Glokom daha çok erişkinlerde ortaya çıkan bir hastalık olmakla beraber daha nadir olarak çocuklarda da görülebilir (Bakınız: Doğumsal Glokom)
Erişkinlerde, oluşum mekanizmalarını temel almak üzere glokom tipleri aşağıda belirtilmiştir:
-
Birincil Açık Açılı Glokom
-
Açı Kapanması Glokomu
-
İkincil Glokomlar
Bİrİncİl Açık Açılı Glokom
Göz içi sıvısının gözü çepeçevre saran kornea ile iris dokusu arasında kalan açı bölgesinde yer alan süngersi trabekulum tabakası ve ince kılcal damarlardan geçerek genel vücut dolaşımına katılmasında yetersizlik sonucu ortaya çıkar. Glokom hastalarının %90’ını oluşturan bu tip glokomun nedeni tam olarak bilinmemekle beraber yaşa, genetik yapıya, kullanılan kortizon gibi ilaçlara bağlı olarak ortaya çıkması mümkündür.
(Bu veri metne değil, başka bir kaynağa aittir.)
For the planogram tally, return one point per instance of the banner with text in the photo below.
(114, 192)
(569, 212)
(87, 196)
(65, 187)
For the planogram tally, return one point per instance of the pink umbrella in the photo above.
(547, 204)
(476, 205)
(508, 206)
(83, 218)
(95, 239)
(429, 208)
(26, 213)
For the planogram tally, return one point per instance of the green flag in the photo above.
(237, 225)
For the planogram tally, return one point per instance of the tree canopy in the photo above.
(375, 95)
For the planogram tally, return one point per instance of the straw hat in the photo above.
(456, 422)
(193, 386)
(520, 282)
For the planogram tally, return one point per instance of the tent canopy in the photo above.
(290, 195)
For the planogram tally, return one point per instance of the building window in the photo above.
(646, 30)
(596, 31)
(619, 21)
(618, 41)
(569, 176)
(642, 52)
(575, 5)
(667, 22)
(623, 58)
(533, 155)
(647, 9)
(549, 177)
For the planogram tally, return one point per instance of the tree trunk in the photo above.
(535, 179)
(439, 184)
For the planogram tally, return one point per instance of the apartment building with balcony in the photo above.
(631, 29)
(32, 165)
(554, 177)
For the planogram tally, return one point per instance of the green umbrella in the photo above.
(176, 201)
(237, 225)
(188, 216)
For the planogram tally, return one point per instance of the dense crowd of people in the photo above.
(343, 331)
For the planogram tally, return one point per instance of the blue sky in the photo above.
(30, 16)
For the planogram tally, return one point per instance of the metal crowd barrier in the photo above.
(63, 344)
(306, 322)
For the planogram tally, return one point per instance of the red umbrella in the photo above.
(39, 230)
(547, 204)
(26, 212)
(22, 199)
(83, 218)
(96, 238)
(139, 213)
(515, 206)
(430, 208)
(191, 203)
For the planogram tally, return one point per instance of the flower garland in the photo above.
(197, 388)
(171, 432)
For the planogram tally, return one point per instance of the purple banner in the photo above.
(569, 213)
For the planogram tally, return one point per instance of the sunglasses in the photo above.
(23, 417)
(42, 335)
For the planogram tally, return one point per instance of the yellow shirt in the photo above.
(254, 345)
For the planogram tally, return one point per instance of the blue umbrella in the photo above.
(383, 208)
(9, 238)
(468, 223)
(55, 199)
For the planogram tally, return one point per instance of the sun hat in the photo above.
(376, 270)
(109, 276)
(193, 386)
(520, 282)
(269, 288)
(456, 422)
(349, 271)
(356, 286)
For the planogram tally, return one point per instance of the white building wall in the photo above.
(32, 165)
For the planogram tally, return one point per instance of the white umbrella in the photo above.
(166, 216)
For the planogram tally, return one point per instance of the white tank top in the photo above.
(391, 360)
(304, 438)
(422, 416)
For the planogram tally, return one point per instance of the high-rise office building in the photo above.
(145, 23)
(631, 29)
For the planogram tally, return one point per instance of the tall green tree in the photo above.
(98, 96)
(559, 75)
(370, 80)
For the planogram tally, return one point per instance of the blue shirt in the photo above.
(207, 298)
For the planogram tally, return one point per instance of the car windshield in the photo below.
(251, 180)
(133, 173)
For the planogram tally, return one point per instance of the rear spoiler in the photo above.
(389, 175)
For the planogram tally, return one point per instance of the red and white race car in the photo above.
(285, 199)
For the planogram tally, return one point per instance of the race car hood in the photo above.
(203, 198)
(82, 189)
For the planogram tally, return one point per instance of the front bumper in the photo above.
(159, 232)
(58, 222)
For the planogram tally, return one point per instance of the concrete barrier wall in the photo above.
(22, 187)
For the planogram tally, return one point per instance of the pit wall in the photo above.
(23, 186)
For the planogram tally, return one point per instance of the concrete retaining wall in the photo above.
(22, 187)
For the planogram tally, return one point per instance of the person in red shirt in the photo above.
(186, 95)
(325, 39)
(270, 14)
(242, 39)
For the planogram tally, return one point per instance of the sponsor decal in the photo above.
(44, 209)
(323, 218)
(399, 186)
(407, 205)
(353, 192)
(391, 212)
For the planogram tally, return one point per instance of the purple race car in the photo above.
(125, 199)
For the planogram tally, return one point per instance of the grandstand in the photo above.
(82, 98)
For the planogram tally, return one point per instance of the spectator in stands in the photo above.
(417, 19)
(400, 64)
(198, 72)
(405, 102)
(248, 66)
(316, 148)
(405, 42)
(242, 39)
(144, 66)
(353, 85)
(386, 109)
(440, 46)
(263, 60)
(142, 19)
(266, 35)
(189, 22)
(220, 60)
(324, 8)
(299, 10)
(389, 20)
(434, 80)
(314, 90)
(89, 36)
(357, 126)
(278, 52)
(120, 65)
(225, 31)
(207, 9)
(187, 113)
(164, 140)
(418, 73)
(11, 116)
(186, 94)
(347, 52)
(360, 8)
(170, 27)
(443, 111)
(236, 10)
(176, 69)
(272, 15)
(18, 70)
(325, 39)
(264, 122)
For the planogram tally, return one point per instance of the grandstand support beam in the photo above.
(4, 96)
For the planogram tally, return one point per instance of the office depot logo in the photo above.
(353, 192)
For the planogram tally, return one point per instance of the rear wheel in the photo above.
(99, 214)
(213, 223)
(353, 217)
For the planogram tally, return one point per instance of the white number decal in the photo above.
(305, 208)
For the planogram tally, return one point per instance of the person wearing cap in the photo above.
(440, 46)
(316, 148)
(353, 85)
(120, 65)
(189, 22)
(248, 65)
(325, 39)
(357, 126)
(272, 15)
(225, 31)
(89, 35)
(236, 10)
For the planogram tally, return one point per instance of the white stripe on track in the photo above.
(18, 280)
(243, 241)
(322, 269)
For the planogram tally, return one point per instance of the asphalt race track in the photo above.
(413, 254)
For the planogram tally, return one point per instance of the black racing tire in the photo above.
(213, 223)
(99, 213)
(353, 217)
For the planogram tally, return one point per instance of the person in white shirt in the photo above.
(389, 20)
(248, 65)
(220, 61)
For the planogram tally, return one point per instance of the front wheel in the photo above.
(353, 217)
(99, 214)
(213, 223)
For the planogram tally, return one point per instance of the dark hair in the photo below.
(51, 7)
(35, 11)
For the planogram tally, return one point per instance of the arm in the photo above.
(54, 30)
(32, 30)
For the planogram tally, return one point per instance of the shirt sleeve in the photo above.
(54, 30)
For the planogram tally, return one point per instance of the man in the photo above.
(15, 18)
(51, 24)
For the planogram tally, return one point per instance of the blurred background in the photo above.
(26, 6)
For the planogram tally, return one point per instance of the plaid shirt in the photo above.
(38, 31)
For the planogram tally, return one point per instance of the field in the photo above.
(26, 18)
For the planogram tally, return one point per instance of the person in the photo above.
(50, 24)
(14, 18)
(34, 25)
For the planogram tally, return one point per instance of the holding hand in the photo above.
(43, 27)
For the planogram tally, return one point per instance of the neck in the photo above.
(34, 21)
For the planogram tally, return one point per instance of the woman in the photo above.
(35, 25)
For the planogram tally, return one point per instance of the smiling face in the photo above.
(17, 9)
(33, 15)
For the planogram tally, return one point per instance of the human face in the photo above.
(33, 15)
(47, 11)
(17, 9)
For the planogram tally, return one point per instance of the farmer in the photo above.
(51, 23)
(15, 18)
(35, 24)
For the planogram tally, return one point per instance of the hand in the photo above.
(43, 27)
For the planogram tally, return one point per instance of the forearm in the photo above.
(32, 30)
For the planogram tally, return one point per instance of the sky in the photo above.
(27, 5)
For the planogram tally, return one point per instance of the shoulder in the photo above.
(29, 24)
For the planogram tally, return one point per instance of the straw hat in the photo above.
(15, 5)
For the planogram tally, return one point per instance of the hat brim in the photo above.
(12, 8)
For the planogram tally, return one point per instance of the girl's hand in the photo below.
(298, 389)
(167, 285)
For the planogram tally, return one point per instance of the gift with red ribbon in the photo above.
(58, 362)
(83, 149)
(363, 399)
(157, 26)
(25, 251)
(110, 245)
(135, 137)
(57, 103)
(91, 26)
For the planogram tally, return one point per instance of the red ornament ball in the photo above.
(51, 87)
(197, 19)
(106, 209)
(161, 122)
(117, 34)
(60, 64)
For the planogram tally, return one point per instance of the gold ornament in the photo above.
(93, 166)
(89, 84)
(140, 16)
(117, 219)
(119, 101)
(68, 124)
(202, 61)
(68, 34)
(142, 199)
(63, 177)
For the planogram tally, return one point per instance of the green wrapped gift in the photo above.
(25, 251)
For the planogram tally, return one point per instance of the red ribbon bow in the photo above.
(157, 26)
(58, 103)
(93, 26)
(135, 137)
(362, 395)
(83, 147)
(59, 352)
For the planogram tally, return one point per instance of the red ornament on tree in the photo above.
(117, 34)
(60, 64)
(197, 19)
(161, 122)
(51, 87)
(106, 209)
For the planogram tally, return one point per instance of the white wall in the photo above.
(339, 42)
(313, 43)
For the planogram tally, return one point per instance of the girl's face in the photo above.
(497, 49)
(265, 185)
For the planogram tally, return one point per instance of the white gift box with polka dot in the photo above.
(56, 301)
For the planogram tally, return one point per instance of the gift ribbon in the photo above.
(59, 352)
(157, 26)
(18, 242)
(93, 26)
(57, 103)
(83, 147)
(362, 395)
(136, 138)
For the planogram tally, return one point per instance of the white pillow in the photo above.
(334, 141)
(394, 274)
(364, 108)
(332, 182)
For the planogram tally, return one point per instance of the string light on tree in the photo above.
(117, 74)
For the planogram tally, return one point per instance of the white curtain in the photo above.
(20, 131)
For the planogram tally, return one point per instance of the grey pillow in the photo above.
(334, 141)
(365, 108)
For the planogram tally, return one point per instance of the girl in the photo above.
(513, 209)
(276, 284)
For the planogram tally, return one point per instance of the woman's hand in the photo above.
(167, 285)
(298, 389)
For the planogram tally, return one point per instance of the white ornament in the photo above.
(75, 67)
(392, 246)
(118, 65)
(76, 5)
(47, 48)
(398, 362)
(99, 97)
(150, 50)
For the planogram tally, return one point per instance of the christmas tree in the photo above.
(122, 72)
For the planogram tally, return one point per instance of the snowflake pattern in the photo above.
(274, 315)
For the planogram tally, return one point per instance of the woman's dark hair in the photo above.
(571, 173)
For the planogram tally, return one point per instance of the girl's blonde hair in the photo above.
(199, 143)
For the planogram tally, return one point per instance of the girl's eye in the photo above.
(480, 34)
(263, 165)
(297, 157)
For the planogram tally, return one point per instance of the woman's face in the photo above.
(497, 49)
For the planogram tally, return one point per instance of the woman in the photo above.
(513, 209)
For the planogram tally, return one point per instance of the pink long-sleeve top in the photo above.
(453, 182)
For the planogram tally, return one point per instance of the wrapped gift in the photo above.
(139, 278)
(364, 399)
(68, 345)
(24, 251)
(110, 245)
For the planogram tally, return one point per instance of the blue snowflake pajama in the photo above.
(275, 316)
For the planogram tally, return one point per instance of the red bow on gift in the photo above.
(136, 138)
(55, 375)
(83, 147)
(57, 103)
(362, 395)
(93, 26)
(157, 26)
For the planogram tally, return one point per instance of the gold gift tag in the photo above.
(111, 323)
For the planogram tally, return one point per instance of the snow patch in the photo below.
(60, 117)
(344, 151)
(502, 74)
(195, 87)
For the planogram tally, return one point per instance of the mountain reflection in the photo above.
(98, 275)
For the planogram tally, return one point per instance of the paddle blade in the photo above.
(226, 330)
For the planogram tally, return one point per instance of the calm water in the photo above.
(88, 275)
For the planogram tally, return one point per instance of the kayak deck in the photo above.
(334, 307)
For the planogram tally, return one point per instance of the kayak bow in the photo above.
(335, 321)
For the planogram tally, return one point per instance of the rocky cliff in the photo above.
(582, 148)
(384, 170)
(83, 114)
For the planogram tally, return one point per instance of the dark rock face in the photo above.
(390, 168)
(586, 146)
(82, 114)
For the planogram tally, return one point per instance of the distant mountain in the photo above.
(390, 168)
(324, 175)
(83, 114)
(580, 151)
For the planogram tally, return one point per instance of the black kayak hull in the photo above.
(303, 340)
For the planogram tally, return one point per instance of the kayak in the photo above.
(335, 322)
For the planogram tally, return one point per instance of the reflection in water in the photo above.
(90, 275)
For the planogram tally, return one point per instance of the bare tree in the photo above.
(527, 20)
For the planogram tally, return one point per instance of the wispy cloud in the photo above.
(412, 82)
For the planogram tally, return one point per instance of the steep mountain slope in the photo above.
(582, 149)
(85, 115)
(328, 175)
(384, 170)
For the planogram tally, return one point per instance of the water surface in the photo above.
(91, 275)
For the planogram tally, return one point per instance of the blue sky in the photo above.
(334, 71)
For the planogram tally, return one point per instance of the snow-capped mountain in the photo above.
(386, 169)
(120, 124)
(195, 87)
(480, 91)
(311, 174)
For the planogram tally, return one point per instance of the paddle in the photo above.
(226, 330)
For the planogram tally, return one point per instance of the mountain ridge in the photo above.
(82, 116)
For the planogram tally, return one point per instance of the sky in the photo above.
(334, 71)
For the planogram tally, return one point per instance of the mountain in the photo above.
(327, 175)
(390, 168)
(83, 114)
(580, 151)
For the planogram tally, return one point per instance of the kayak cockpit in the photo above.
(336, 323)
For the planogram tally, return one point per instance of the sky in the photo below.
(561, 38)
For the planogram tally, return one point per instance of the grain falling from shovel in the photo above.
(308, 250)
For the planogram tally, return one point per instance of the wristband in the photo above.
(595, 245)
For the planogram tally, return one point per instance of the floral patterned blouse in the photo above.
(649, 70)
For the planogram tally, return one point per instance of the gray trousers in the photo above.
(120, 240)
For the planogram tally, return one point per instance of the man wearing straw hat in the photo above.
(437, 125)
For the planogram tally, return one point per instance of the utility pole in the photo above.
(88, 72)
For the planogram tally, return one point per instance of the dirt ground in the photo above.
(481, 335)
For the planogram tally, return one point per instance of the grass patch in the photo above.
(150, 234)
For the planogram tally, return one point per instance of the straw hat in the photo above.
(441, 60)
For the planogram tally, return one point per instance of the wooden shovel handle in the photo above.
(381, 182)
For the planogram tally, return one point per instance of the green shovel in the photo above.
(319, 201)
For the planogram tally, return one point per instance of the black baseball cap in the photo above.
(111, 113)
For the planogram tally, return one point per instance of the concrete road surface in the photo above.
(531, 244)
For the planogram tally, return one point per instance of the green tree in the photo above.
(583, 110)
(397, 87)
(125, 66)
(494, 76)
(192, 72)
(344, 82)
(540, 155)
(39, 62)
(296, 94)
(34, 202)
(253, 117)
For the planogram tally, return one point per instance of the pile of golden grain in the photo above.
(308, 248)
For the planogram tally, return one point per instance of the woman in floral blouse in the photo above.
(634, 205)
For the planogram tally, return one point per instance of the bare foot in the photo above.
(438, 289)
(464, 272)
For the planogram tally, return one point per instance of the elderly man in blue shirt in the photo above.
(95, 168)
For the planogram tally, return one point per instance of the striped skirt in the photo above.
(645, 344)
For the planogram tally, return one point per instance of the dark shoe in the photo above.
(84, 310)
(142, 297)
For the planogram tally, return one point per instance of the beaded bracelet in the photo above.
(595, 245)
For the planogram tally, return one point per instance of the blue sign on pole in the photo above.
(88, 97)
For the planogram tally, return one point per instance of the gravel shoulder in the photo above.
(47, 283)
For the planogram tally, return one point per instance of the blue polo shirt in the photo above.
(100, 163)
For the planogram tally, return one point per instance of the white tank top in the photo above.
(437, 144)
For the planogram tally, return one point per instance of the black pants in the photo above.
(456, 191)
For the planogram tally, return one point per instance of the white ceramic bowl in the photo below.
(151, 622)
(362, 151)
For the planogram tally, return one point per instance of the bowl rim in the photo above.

Herhangi bir belirti bulunmadığından ancak göz doktorunun muayenesi sırasında saptanabilir.
Tedavisi:
Göz içi sıvısının yapımının azaltılmasını ve dışa akımın (GİS’nın doğal kanallardan göz dışına taşınması) arttırılmasını sağlayan ağızdan ve damla şeklinde ilaçlar kullanılır. 3-6 aylık aralarla takibi ve gerektiğinde bilgisayarlı görme alanı ve retina sinir lifi analizi tetkikleri ile hastalığın gelişimi ve ilaca cevabının değerlendirilmesi yararlıdır.
Açı Kapanması Glokomu
Göz içi sıvısının gözü terk ettiği açı bölgesinin iris dokusu tarafından mekanik olarak tıkanması sonucu göz tansiyonunun hızla yükselmesi şeklinde ortaya çıkar. Şiddetli göz ve baş ağrısı, bulantı, kusma, gözde kızarma ve görme bulanıklığı belirtileri arasındadır.
Tedavisi:
En kısa zamanda göz tansiyonunun düşürülüp göz sinirleri üzerindeki basıncın azaltılması gerekir, aksi takdirde kısa süre içinde büyük oranda görme kaybı gelişebilir. Bu amaçla gözden sıvıyı damar sistemine çeken ozmotik ajanlar, göz içi sıvısının yapımının azaltılmasını ve dışa akımın arttırılmasını sağlayan ağızdan ve damla şeklinde ilaçlar verilir.
İkİncİl glokomlar
Yine gözün bahsedilen drenaj sisteminin göz içi yapışıklıklara neden olan iltihaplı hastalıklar, tümörler, travma gibi nedenlere bağlı kanamalar, diabet, retina damar tıkanıklığı gibi damar hastalıklarına ikincil gelişen yeni damar oluşumlarına bağlı değişiklikler ve tekrarlayan kanamalar ikincil glokom sebepleri arasında sayılabilir.
Tedavisi:
Sebebe yönelik girişimler yanında göz içi sıvısının yapımının azaltılmasını ve dışa akım kolaylığını sağlayan ilaçlar ile yapılır.